No documento, o órgão informou ainda que coletou 14 amostras dentro do mercado doméstico e que estas ainda estão em processo de teste nos laboratórios. A análise começou no final de 2011, quando a Coca-Cola relatou traços do carbendazim, princípio ativo de fungicidas, em amostras de uma carga da bebida importada do Brasil. Desde então, a FDA ameaça barrar a entrada de suco de laranja com resíduos de carbendazim, mas até agora não anunciou qualquer decisão.
Relatório decepciona indústria brasileira
No Brasil, a indústria torcia por uma conclusão de exames, mesmo que eles apontassem taxas de carbendazim acima do tolerável para o mercado americano.
– Foi melancólico, pois achávamos que teríamos algo concreto para que ao menos pudéssemos discutir e argumentar; com isso, possivelmente, teremos de esperar mais uma semana para um novo relatório -, disse uma fonte da Agência Estado.
O único alento para as processadoras foi a confirmação, no comunicado da FDA, de que oito das 19 amostras de cargas liberadas eram do suco de laranja exportado pelo Canadá para os Estados Unidos.
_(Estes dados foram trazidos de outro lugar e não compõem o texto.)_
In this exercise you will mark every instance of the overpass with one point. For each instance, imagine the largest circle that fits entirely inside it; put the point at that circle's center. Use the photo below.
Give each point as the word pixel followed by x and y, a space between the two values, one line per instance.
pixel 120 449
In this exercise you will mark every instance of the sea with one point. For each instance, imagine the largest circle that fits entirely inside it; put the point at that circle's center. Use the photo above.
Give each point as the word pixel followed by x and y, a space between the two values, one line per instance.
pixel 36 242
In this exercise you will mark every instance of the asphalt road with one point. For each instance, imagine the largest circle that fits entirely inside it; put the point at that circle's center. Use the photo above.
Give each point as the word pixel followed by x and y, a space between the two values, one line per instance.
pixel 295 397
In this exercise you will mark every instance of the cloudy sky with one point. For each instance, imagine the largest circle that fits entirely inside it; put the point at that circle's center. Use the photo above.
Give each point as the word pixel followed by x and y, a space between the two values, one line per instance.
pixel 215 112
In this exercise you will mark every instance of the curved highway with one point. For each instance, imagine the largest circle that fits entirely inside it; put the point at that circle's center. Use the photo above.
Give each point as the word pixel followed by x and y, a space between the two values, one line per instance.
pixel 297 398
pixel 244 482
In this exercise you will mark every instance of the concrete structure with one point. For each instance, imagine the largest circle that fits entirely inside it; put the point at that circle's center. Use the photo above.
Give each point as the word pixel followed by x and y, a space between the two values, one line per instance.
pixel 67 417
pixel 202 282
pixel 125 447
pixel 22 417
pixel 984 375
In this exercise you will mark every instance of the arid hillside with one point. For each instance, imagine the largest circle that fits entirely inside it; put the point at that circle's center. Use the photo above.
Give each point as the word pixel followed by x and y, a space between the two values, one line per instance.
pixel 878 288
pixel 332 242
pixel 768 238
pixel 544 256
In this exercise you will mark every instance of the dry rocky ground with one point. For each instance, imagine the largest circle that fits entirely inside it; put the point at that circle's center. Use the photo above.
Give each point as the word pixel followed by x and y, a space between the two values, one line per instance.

O Canadá não produz suco e nem a fruta em escala comercial. O País importa bebida do Brasil e reexporta o excedente para os Estados Unidos, aproveitando de acordos de livre comércio. Por isso, a indústria avalia que essas amostras liberadas são brasileiras.
Mas o Canadá compra e exporta para os Estados Unidos o suco de laranja não concentrado e não congelado (NFC), o qual, por suas características, tem resíduos de carbendazim abaixo das 10 partes por bilhão (ppb), teor máximo permitido pelos Estados Unidos. Já a maioria do suco brasileiro que entra diretamente no mercado norte-americano é do concentrado e congelado (FCOJ), cujo processamento para a retirada de água faz com que os resíduos de carbendazim superem 10 ppb no volume final.